In Barcelona, an agreement was reached for the current conflict, but in Madrid the situation continues to escalate. Instead of engaging with the strikers, the regional government is trying to undermine the legitimacy of the mass protest. It has not been above spreading false information about the precarious state of the healthcare system. Further strike days took place at the end of April and beginning of May.


Demonstration in Madrid, February 2023. Photo: @daniores_Twitter

Austria’s Wheels of Justice Grind Slowly

In Austria, the wheels of justice turn more leisurely than elsewhere. But here, too, the nursing crisis is acute: According to the Misscare study by the University of Vienna, 84 per cent of nurses report that they have to skip essential care steps due to lack of time. The state of the nursing debate, however, is still quite different. When the nursing shortage was discussed on the program “Im Zentrum” in December 2022, there was neither a nurse nor a trade unionist to be seen on the podium. Panellists spoke about nursing studies and new recruitment attempts in Columbia or Vietnam, but not about much-needed workload reduction. In order to achieve that, the state would have to invest the money to make the profession attractive again.

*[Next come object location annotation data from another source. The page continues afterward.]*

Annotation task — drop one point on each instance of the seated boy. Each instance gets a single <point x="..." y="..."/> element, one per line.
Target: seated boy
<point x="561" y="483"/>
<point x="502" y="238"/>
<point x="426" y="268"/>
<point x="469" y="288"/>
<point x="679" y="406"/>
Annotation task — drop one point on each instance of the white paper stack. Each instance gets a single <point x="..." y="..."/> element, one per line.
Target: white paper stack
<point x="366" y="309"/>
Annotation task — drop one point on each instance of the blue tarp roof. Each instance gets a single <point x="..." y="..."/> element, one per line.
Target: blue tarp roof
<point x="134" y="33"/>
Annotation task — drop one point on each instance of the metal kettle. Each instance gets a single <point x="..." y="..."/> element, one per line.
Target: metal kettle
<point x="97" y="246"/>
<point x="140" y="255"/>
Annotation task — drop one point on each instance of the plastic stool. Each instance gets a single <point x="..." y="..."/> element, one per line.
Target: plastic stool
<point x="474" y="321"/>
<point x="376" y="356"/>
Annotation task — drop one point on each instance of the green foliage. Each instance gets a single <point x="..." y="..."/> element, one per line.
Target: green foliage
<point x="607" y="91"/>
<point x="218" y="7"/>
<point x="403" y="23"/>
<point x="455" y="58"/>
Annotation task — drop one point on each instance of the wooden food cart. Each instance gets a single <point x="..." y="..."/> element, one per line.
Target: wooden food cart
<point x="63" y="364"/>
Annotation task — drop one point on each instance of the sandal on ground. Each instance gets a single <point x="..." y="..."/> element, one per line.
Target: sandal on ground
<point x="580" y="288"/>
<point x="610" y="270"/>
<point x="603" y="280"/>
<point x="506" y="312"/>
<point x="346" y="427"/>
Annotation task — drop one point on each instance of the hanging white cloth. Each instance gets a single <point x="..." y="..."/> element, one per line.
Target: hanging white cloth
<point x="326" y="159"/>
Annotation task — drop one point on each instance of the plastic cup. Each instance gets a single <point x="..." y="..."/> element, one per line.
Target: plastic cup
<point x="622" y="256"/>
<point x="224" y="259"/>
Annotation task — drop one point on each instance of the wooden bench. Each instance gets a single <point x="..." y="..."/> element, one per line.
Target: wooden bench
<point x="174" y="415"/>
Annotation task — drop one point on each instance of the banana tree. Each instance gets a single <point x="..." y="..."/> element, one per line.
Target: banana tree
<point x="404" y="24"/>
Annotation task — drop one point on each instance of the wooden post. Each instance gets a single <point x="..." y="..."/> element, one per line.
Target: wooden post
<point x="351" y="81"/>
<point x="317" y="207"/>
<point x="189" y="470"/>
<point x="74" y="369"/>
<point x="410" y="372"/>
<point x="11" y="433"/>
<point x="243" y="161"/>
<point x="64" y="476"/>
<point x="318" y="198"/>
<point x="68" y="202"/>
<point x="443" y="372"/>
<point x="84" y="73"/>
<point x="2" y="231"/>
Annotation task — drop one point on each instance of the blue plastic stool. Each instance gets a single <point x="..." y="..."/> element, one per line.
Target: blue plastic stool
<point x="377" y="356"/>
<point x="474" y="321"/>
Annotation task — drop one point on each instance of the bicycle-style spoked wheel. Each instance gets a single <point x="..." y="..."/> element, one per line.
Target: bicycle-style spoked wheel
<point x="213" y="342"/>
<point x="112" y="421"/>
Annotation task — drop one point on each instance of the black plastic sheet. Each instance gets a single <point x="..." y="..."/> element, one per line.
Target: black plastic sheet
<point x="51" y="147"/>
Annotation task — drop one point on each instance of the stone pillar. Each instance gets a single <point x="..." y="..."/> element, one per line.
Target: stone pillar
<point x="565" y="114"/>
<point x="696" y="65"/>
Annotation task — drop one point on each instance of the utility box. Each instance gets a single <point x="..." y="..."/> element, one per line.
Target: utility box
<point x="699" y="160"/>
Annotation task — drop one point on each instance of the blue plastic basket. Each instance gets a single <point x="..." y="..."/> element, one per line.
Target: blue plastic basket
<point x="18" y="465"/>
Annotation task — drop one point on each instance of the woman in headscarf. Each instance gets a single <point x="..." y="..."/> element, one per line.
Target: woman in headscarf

The unions should be leading this demand. Strikes in the healthcare sector have indeed taken place in recent weeks and months for the first time in quite a while, though they have been cautious. On November 22, 2022, employees from Vienna’s religious hospitals went on strike for just under two hours for a pay raise of 500 Euros. Employees in private hospitals staged a three-hour warning strike at 25 sites across Austria on February 14 after the sixth round of negotiations with employers failed.

One exciting case is Linz University Hospital, Austria’s second-largest hospital. Employees have been demanding a reduction in their workload for years, and at the end of January, the works council made an open threat to go on strike in the summer. Hospital management then offered to negotiate with the works council and the union, which should bring relief by the summer. The strike is therefore off the table for the time being, and the outcome of the negotiations remains unknown.

One thing is clear: In the long term, the employees’ demands can only be resolved through a political confrontation. Without a credible threat to build up pressure in the healthcare sector through strikes lasting several days, not several hours, the nursing staff and workers in the hospitals will have their backs to the wall.